Yields for U.S. government debt rose briskly Tuesday, pushing the 2-year maturity to a fresh 52 week high and its loftiest rate since 2019, as the recent surge in commodity prices helped to feed already-elevated concerns about inflation, while reports of possible further fiscal stimulus in Europe to fund energy and military spending resulting from the Ukraine war helped lift the stocks and the euro.
What did yields do?
The 10-year Treasury note
yields 1.853%, up 12.2 basis points from and marking its highest yield since Feb. 25, 2022, based on 3 p.m. ET closing levels. Yields for debt move opposite to prices.
The 2-year Treasury note rate
stands at 1.627%, rising 8.1 basis points from 1.546% a day ago. The 2-year note rate stands at a new 52-week high, its highest level since Dec. 26, 2019.
The spread between the 2-year and 10-year notes, known as the yield curve, stand at around 24.3 basis points. The yield curve is viewed as an accurate recession indicator.
The 30-year Treasury bond
rose 9.2 basis points to yield 2.241%, marking its highest yield since Feb. 25, 2022.
What drove the market?
Commodity prices have surged and that has driven up expectations for inflation, which can chip away at the fixed value of debt, including its regular coupon payments.
Fears about the intensifying crisis in Ukraine have supported some safe-haven purchases for bonds versus stocks but rising prices in everything from crude oil
to dry goods and services have served to weigh on the appetite for Treasurys, even as worries about the health of the global economy rises.
On Tuesday, President Joe Biden announced a U.S. ban on Russian oil imports, ratcheting up pressure on Moscow as the war in Eastern Europe continues to worry investors.
A report on U.S. consumer prices on Thursday will provide fresh evidence of inflation, which could ripple through markets.
Meanwhile Bloomberg reported the European Union will announce a plan this week to jointly issue bonds to finance energy and military spending. The region’s leaders meet on Thursday for a two-day summit which is expected to examine the proposal. The spread between German and Italian debt tightened following the news. The euro
extended gains and stocks in the region pared earlier losses.

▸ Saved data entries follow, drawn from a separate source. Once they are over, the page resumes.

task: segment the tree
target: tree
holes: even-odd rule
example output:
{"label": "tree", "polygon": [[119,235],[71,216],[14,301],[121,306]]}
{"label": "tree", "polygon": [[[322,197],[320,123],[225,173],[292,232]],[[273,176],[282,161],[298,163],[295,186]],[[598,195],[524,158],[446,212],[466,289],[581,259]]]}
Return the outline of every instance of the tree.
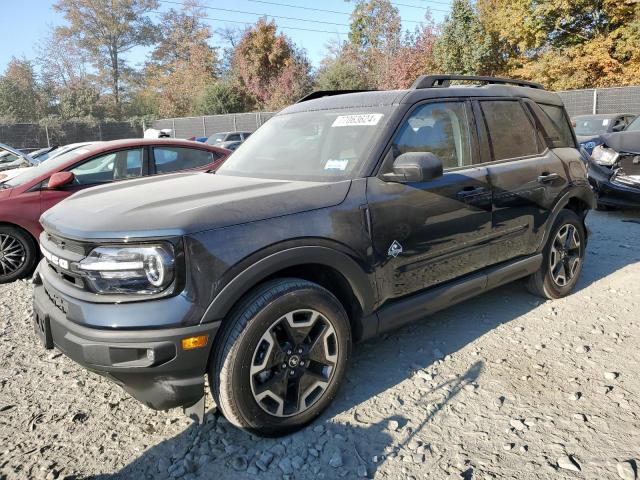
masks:
{"label": "tree", "polygon": [[221,115],[251,110],[253,99],[245,90],[228,80],[219,80],[207,85],[198,99],[198,115]]}
{"label": "tree", "polygon": [[211,30],[200,17],[197,3],[162,15],[159,41],[146,67],[149,88],[158,95],[162,116],[193,114],[195,103],[218,75],[216,50],[209,45]]}
{"label": "tree", "polygon": [[349,46],[371,87],[390,75],[391,64],[402,45],[398,9],[389,0],[356,0],[351,13]]}
{"label": "tree", "polygon": [[368,84],[356,62],[340,56],[323,61],[316,75],[315,87],[318,90],[362,90]]}
{"label": "tree", "polygon": [[413,34],[407,34],[398,54],[392,57],[387,74],[379,88],[409,88],[420,75],[435,73],[440,66],[435,58],[438,31],[427,12],[424,23]]}
{"label": "tree", "polygon": [[281,108],[311,88],[311,67],[304,52],[277,33],[275,22],[265,19],[244,33],[232,65],[233,75],[256,99],[258,108]]}
{"label": "tree", "polygon": [[640,4],[624,0],[478,0],[507,74],[549,88],[640,81]]}
{"label": "tree", "polygon": [[495,75],[502,62],[494,42],[471,0],[453,0],[436,45],[436,58],[446,73]]}
{"label": "tree", "polygon": [[39,120],[44,113],[40,93],[31,62],[13,57],[0,77],[0,115],[7,121]]}
{"label": "tree", "polygon": [[106,78],[113,98],[114,114],[121,112],[121,80],[126,61],[123,54],[150,45],[155,29],[148,17],[157,0],[58,0],[53,7],[68,25],[56,34],[85,51],[93,66]]}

Separately, an auction of 3-year U.S. Treasury notes
was relatively weak, tailing 1.2 basis points. The so-called tail represents the difference between the highest accepted yield and the yield seen ahead of the sale.
“This is the widest tail since March 2020 (2.9 bps) and you’d have to go back to February 2010 to find another one that was (1.5 bps),” wrote Jefferies economists in a note.

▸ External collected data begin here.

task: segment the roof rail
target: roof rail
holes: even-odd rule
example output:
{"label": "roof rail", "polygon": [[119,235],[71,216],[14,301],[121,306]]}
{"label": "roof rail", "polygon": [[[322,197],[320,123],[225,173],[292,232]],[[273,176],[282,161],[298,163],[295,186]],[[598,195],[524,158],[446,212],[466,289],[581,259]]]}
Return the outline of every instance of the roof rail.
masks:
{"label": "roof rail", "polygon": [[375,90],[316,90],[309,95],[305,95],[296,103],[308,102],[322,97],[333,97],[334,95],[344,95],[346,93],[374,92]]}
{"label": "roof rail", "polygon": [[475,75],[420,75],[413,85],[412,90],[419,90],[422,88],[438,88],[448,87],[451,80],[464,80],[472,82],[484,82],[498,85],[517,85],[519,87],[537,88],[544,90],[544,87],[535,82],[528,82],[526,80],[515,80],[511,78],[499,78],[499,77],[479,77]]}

In economic reports, the U.S. trade deficit climbed 9.4% in January to a record $89.7 billion as the U.S. bought more foreign oil, autos and other goods.
What strategists say
“Inflation is running wild. The answer to higher prices is higher prices. It certainly feels that way. And the likelihood of a soft landing seems less and less likely,” writes Greg Faranello, head of U.S. rates at AmeriVet Securities in New York.
“If the overnight sell-off in government bonds holds through the morning, the 3-yr UST auction enjoys clear sailing,” wrote Jim Vogel, executive vice president at FHN Financial, in a Tuesday note.